Abstract

Abstract:

The sea is central to constructions of the refugee —maritime passage indelibly linked to political process—even as image-making and narrativization on water are inhibited by the otherness of the pelagic environment. Legally unauthorized maritime transit has informed condemnatory narratives of refugeeness in recent decades, and wealthy nations increasingly rely on extra-territorial and expulsive procedures to prevent the arrival of forced migrants. The central Mediterranean is unique for its maritime activist activity, whereby NGO vessels carry out a volume of migrant rescues. The self-fashioning of NGO vessels—the so-called Civil Fleet—highlights the link between constructions of refugees as disorderly collectives and neocolonial power structures. This discussion centres around the work of the NGO boat Louise Michel, funded by the pseudonymous British graffiti artist Banksy.

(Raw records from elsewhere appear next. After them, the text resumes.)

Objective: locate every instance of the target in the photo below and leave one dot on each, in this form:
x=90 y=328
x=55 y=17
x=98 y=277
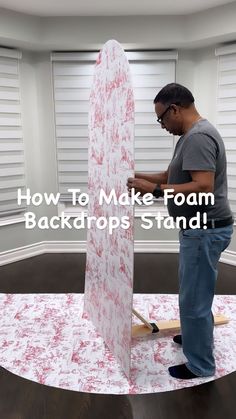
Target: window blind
x=12 y=172
x=72 y=81
x=226 y=112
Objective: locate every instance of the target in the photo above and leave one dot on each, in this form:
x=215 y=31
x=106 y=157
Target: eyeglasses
x=160 y=118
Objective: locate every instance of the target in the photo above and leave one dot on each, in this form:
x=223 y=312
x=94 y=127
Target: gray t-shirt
x=200 y=149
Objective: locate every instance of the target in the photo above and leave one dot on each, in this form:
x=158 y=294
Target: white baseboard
x=140 y=246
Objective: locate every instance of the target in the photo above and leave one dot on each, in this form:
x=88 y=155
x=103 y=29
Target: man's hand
x=140 y=185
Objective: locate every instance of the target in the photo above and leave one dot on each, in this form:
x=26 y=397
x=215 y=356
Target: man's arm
x=202 y=181
x=156 y=178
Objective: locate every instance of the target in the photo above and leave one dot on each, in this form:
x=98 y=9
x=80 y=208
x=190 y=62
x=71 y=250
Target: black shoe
x=182 y=372
x=178 y=339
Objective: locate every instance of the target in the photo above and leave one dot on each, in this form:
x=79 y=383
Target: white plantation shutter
x=72 y=78
x=226 y=112
x=12 y=172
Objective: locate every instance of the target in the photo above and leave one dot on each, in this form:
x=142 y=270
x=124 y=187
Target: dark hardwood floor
x=154 y=273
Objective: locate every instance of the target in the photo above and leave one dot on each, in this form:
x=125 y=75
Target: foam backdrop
x=109 y=266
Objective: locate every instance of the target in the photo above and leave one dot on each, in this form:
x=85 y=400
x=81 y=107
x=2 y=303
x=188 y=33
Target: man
x=198 y=165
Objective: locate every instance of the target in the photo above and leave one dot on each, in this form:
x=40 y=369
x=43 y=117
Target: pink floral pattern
x=45 y=338
x=109 y=267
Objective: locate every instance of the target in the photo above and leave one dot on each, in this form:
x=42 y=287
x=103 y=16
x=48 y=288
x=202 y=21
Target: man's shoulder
x=204 y=128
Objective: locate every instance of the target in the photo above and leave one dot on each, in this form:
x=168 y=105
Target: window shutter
x=226 y=112
x=12 y=165
x=72 y=78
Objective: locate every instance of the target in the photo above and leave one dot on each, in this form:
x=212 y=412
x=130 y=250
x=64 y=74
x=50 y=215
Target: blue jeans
x=200 y=252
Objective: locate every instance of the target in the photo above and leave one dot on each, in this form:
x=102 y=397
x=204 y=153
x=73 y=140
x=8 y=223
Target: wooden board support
x=167 y=325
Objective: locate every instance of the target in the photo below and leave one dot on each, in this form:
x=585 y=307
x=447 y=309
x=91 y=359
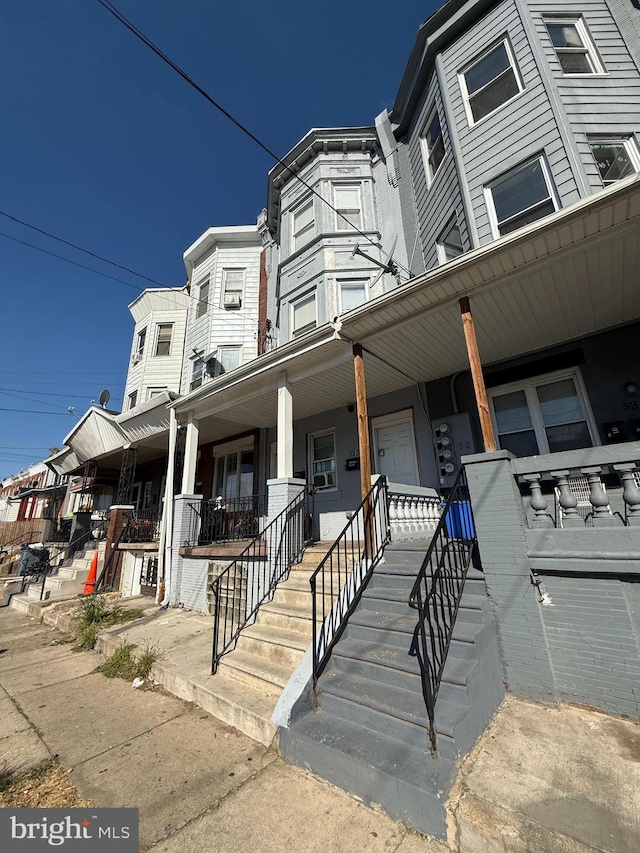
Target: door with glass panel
x=542 y=416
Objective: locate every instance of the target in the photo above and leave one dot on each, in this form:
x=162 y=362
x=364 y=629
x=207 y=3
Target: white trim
x=504 y=40
x=537 y=424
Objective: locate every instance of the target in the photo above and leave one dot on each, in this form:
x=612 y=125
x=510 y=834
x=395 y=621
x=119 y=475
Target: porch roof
x=561 y=278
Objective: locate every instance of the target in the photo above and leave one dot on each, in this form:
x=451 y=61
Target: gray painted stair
x=368 y=733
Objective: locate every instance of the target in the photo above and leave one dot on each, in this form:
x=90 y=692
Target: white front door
x=395 y=448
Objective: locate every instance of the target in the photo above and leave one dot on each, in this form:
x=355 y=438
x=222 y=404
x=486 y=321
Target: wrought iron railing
x=438 y=589
x=143 y=526
x=223 y=520
x=238 y=593
x=339 y=580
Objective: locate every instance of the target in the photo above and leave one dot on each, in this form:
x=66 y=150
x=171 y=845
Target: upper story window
x=349 y=206
x=573 y=46
x=450 y=242
x=197 y=372
x=616 y=157
x=140 y=343
x=303 y=315
x=547 y=414
x=490 y=81
x=521 y=196
x=203 y=298
x=163 y=343
x=303 y=224
x=432 y=146
x=232 y=289
x=353 y=293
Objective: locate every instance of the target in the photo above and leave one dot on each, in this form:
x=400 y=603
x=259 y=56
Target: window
x=573 y=46
x=203 y=299
x=347 y=203
x=303 y=225
x=490 y=82
x=322 y=459
x=353 y=293
x=232 y=288
x=197 y=372
x=140 y=342
x=163 y=345
x=228 y=359
x=616 y=158
x=521 y=196
x=303 y=315
x=432 y=146
x=450 y=242
x=546 y=415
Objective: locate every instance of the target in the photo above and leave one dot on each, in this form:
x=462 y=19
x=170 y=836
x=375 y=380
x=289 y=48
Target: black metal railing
x=438 y=589
x=339 y=580
x=143 y=526
x=223 y=520
x=251 y=579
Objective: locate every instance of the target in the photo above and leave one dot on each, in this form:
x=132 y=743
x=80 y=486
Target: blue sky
x=105 y=146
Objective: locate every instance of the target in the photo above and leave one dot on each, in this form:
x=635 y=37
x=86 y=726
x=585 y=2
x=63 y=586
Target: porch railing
x=223 y=520
x=438 y=589
x=143 y=526
x=238 y=594
x=339 y=580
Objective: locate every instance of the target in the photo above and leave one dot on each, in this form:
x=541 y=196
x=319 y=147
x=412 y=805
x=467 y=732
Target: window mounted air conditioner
x=322 y=481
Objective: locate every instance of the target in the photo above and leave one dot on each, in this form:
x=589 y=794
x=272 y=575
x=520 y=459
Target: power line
x=153 y=47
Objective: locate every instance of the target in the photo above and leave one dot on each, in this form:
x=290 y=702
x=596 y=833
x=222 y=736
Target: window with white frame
x=353 y=293
x=521 y=196
x=450 y=242
x=573 y=46
x=203 y=299
x=546 y=414
x=490 y=81
x=322 y=459
x=432 y=145
x=616 y=157
x=348 y=205
x=163 y=341
x=303 y=224
x=303 y=315
x=197 y=372
x=227 y=358
x=232 y=288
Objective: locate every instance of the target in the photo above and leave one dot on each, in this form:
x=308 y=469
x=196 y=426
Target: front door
x=395 y=448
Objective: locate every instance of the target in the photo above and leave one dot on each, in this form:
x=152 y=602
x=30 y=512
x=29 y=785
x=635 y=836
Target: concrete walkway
x=540 y=780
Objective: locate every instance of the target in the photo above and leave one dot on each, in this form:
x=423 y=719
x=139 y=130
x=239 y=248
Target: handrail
x=272 y=553
x=438 y=589
x=345 y=571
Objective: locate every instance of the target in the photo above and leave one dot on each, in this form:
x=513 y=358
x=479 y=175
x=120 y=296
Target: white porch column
x=190 y=456
x=285 y=428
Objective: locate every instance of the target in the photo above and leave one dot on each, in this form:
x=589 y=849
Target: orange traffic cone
x=90 y=583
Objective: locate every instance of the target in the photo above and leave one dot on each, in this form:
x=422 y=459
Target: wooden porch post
x=363 y=422
x=482 y=403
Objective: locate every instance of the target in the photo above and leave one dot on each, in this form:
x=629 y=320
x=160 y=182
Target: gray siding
x=520 y=129
x=594 y=104
x=436 y=204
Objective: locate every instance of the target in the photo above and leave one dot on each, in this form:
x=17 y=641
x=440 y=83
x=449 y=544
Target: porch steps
x=369 y=733
x=250 y=679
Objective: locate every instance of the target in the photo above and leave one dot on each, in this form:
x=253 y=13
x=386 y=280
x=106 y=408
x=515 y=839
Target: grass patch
x=95 y=613
x=123 y=663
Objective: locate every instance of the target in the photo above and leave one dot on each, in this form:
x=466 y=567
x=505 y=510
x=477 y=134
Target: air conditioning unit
x=322 y=481
x=231 y=300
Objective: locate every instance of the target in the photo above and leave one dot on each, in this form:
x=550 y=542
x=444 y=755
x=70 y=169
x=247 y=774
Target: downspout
x=167 y=515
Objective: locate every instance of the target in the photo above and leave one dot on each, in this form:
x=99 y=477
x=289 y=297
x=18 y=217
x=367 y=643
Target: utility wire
x=106 y=4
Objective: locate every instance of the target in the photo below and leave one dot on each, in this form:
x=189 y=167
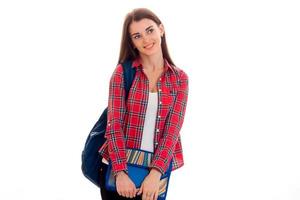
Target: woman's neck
x=152 y=63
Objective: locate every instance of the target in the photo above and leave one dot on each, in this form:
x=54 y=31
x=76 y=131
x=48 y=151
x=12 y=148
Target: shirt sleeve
x=166 y=145
x=115 y=119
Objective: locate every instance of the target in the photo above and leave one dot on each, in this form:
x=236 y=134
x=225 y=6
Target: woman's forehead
x=140 y=26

The vessel’s entry in 2020 into the domain of NGO search and rescue (SAR) activity in the Mediterranean increased the profile of this form of political humanitarian activism. As far as refugee processing is concerned, the Civil Fleet exemplifies intervention in its literal sense of coming between, using direct action to disrupt expulsive state-sanctioned bordering regimes, visibly exposing the relational dynamics of asylum. The maritime rescue of refugees by European NGOs constructs a hospitable mode of refugee processing that is paradoxically both predicted and unsanctioned. The aestheticization of Louise Michel’s interceptive acts is considered here in a dual sense: visually, as design, but also conceptually, as framed political dysfunction. The former renders rescue as image and narrative, while the latter reveals the limits of political humanitarianism itself within an ill-functioning asylum system.